What previously required weeks of senior engineering time now takes hours. What required months can take weeks.

The consequence for the product-vs-custom decision is direct. When expert-built custom software can be delivered faster and cheaper than the effort of forcing a product to fit, the trade-off that once favored products largely dissolves.

That said, Agentic AI does not reduce the need for expert judgment. Code generated without deep understanding of business requirements, regulatory constraints, and architectural consequences is technically functional but strategically wrong – and it produces those wrong results quickly, which amplifies the damage. Productivity gains materialize reliably only where experienced engineers with genuine domain knowledge guide the AI at every critical decision point. That combination – Agentic AI in the hands of expert engineers – is what makes the new economics translate into reliable delivery.

Ownership as a Strategic Asset

Pure cost comparisons miss a critical dimension: ownership.

A custom system owned by the enterprise appreciates in value over time. Each feature added and each adaptation made brings the system closer to the organization’s actual competitive needs – the opposite of the vendor product path. Unlike a heavily customized product that grows more complex and fragile with each layer, a purpose-built system compounds in strategic value.

Consider what that means across the lifetime of the investment:

  • Future development becomes faster and cheaper. The foundation is purpose-built for the organization’s context, not a market average. Changes align with business needs, not the vendor’s release cycle.
  • Vendor lock-in is eliminated. The enterprise owns the code and the business logic. Strategic options remain in the organization’s hands.
  • Upgrades stay under organizational control. No dependency on the vendor’s upgrade path. No worrying about compatibility breaking changes.
  • Ongoing costs are predictable. The same partner who built the system maintains it under SLA – defined response times, deep knowledge of the internals, no handoff penalty.

The common objection – that custom software creates operational burden without a vendor to fall back on – misunderstands how modern expert partnerships work. A custom system maintained by the partner who built it delivers the flexibility of custom software combined with the reliability of managed support.

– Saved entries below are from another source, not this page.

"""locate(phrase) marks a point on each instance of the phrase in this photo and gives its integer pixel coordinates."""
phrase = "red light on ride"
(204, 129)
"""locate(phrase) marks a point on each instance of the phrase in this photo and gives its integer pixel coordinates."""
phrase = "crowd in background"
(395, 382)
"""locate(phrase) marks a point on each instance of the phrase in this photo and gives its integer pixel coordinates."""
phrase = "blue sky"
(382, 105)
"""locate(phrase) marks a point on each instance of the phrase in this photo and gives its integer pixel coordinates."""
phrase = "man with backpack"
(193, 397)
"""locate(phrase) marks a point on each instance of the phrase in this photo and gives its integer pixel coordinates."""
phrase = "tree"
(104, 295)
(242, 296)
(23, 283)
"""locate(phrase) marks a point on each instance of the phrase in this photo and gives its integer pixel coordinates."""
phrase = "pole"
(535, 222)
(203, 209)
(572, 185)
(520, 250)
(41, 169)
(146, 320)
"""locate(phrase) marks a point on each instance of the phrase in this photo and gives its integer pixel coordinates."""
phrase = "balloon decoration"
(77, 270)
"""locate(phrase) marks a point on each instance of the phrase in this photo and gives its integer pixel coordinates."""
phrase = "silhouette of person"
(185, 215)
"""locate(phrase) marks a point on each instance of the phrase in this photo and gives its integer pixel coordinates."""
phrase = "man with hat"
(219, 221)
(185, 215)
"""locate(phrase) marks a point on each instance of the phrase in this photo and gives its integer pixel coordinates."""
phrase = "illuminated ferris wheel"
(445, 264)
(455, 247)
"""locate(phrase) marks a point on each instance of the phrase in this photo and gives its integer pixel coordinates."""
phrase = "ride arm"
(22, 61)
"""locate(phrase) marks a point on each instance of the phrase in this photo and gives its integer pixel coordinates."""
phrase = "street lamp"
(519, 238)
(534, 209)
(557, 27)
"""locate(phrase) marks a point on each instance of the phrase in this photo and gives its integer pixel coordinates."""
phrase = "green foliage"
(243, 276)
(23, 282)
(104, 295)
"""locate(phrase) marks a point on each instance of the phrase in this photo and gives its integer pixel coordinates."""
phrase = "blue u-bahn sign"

It is neither a liability nor an ongoing project – it is infrastructure that compounds in value as the business evolves.

Across 20+ years and 90+ enterprise clients, itestra has built and maintained core custom systems on this basis – lean, precisely tailored to the business, free of unused product functionality, and straightforward to evolve as requirements change.

Where to Start

For enterprises currently navigating a core software investment decision, the right starting point is to be explicit about which question is actually being answered.

Is this a commodity process, where standard behavior is good enough and a product offers genuine value? Or is it a differentiating process, where the business logic at stake is specific to how the organization competes, serves clients, or manages risk? That answer should come before any vendor evaluation or internal capacity discussion.

If the answer is custom, the follow-on question – build internally or commission from experts – should be assessed honestly against current capacity, realistic timelines, and the full cost of each path including the cost of delay.

itestra’s Enterprise Business Solutions Health Check is designed for exactly this starting point. In one to two weeks, it maps the specific process landscape, identifies where custom software delivers the most value, assesses the realistic options for delivery, and frames the build-vs-commission decision with concrete cost and timeline estimates. Fixed-price, clearly scoped – analysis, not commitment.

What presents as a single decision almost always contains two. Getting the order right is what separates software that fits from software that merely functions.